Facebook may have brought this renewed interest in industry regulation upon itself when, in December 2009, it made all private data available to the public with no prior notification to subscribers, and more recently for its plans to disclose users’ home addresses and mobile numbers to third party application developers.
State Senator Ellen Corbett, sponsor of SB242, says “You shouldn’t have to sign in and give up your personal information before you get to the part where you say, ‘Please don’t share my personal information.'” Under the California proposal, it would be required for a “social networking Internet Web site to establish a process for new users to set their privacy settings as part of the registration process that explains privacy options in plain language, and to make privacy settings available in an easy-to-use format”. In other words, Facebook and other companies would have to allow users to establish their privacy settings at the creation of an account instead of after joining, or risk paying a steep fine. This seems reasonable enough, so why is Facebook, along with a coalition of industry associations and internet companies (including Google, Twitter, Zynga, Match.com, and Skype) so opposed to making the privacy settings more transparent to users?
Here’s a summary of the group’s oppositions  (By author Liz Gannes):
- Asking users to make privacy choices at the outset–the group calls this “privacy shrink wrap”–will result in bad and overly broad decisions. The Federal Trade Commission recently said that it is best practice to ask users to make privacy decisions on an item-by-item basis so they can understand the context.
- Users are already setting their privacy settings themselves, and don’t seem to have had problems with social networks failing to remove content after it’s been requested.
- Many social networking companies are based in California, and implementing these practices would significantly impact their businesses at a time when the state’s economy is in shambles.

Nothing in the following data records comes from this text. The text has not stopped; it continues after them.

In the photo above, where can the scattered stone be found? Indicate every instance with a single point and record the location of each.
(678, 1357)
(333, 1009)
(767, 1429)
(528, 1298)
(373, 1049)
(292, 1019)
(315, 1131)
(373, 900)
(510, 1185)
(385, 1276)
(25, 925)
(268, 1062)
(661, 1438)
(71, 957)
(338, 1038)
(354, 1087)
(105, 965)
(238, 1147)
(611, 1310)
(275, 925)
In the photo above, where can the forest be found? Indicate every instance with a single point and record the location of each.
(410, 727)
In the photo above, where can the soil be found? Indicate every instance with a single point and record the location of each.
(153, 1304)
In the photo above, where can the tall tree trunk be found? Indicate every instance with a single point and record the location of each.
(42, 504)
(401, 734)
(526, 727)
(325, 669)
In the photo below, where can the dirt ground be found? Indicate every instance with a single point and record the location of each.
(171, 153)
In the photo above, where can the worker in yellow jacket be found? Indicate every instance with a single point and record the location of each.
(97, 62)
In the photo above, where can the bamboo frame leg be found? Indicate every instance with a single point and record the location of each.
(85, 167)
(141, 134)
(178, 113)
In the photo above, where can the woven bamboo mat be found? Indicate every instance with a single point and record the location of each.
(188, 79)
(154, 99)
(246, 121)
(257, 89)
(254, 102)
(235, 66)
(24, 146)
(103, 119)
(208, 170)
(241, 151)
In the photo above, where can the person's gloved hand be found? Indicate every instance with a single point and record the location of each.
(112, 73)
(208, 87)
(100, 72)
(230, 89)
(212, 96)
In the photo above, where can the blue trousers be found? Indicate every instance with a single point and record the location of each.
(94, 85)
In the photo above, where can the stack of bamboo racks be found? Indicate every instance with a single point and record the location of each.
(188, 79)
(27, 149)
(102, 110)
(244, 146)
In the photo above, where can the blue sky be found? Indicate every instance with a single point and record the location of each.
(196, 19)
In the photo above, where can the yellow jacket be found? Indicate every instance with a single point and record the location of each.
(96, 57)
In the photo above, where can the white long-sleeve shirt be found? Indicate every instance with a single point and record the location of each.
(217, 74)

- SB 242 is unconstitutional because it interferes with freedom of speech and interstate commerce. Quote: “By hiding from view all existing users’ information until they made a contrary choice, the State of California would be significantly limiting those users’ ability to ‘freely speak, write and publish his or her sentiments on all subjects.’”
Facebook’s business model and revenue stream relies heavily on data mining its users’ personal information and repackaging and selling that information. Limiting user participation in this process would greatly affect Facebook’s bottom line. Google and other companies have the same concerns, which creates the odd arrangement of Facebook and Google fighting it out in the press, but allying with one another to stop this legislation.
So the bigger questions are:
- How much privacy is someone willing to give up in order to use a social networking site?
- How does a social marketing site ethically use someone’s personal information for marketing purposes?
The California legislation intends for Facebook to be completely up front about how it plans to use someone’s personal information so a user can make an informed decision to decline or accept the terms of service. Some users may welcome demographically targeted ads and games, while some may prefer to use the service solely for keeping in contact with friends and family. As data mining and micro-targeted advertising becomes a larger and larger share of online revenue, this issue will become more and more prominent for all parties concerned.